O caminho de Regina
Dia 27 de abril. Regina sai às 11h da Vila Carlota em Viamão, vai até o centro da cidade e se dirige a Porto Alegre. Caminha cerca de cinco horas tendo comido apenas algumas bolachas encontradas no lixo. O que a move a fazer essa jornada é um só motivo: a luta pela sobrevivência.
Quando encontro Regina nesse mesmo dia, por volta das 21h, ela está preparada pra dormir na frente do Unibanco, localizado na Rua Andradas. O lugar em que vai se deitar está protegido com pedaços de papelão, que servem como cama. A noite está fria,e Regina possui somente um pequeno pano, com o qual cobre os pés. Apesar da situação em que se encontra, ela se arruma. Suas unhas estão pintadas com um esmalte já envelhecido e faz tranças no cabelo.
Com 52 anos, Regina vai dormir na rua.
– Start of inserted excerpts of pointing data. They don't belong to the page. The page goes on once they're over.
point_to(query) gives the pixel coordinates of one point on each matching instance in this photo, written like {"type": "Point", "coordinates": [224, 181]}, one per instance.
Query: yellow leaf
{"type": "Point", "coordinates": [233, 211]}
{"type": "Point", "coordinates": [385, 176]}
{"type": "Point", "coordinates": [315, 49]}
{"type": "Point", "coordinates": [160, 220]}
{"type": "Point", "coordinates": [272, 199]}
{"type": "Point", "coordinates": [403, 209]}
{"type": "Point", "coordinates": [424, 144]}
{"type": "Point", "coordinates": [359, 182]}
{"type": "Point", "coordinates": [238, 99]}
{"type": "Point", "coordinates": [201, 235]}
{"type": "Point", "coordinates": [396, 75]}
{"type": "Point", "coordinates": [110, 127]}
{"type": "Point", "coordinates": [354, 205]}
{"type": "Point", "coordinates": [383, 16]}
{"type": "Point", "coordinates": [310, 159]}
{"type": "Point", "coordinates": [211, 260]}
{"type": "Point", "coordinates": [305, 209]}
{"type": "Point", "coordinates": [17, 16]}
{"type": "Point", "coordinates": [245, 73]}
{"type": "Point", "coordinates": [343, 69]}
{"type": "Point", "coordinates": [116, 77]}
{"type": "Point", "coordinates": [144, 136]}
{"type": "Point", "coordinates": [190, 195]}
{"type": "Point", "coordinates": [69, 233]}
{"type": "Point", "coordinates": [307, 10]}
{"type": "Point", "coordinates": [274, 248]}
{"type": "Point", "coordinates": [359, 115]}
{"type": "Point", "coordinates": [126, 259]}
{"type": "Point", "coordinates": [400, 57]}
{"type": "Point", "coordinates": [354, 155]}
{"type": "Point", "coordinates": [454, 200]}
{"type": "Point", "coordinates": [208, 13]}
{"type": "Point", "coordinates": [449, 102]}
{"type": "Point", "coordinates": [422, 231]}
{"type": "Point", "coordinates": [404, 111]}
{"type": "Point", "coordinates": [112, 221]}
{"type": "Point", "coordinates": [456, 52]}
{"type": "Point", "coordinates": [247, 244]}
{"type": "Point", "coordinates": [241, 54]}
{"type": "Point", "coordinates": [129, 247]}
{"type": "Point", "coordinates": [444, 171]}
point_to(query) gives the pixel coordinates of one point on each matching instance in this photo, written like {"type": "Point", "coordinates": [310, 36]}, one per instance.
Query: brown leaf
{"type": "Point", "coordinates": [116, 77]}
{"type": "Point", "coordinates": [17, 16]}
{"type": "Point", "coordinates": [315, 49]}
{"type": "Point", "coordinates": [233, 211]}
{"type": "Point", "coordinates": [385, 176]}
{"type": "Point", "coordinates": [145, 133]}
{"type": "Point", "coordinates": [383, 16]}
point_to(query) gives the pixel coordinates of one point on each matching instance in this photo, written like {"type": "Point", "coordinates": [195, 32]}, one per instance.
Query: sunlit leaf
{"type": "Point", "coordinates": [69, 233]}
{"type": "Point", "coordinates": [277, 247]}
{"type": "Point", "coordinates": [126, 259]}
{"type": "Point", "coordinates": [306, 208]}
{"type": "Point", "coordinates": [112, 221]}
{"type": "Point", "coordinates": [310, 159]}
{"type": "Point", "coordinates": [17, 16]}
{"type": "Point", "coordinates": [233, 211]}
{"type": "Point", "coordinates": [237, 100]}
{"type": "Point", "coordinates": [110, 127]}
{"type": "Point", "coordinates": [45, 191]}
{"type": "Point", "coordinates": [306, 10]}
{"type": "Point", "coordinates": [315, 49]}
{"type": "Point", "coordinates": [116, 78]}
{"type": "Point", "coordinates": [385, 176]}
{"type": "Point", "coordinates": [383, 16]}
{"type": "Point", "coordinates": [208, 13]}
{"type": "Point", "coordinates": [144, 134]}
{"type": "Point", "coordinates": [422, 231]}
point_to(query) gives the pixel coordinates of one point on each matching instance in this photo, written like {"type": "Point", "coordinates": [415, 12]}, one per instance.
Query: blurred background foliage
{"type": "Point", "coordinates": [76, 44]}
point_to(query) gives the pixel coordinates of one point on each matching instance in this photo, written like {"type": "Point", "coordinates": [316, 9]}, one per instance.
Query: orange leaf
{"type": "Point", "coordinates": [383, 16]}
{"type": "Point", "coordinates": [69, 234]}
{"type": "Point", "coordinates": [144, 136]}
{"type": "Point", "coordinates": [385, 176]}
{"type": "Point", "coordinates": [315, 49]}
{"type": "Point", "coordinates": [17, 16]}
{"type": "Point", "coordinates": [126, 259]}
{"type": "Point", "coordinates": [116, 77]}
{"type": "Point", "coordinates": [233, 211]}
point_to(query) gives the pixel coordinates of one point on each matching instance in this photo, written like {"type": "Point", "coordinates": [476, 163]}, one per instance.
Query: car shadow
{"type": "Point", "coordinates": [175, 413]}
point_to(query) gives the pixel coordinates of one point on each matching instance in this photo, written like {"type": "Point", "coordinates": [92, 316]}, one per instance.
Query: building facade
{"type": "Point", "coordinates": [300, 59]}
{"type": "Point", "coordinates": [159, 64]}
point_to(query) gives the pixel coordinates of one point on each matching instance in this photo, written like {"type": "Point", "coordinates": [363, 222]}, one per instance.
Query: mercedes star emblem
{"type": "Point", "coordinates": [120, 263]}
O mais estranho, porém, é que ela diz possuir uma casa, que sabe precisar onde fica: rua 48, número 439, Vila Carlota em Viamão. Foi de lá que afirma ter saído no final da manhã em busca de esmolas e de comida. Sem ter como se alimentar, vai até Porto Alegre com a esperança de encontrar mais do que as migalhas que come do lixo de sua cidade. Várias vezes, sem obter sucesso na tentativa de carona em ônibus, ela faz esse caminho. Já chegou a desmaiar de fome. Em uma ocasião, diz ter caído e agonizado tanto, que sua boca expeliu uma água esverdeada, restos da única refeição que havia feito naquele dia: salada verde tirada de uma lixeira.
Casa e família
A necessidade de procurar meios de sobrevivência, no entanto, não é recente. Desde que o marido a abandonou com quatro filhos, Regina tem dificuldades para garantir o seu sustento. O antigo companheiro, que já a bateu, não é alvo de críticas, pois nunca a tinha deixado passar fome. Porém, a estabilidade que acreditava possuir estando casada foi dissipada quando, há cerca de 26 anos, ele avisou que estava saindo para ir à venda e nunca mais voltou.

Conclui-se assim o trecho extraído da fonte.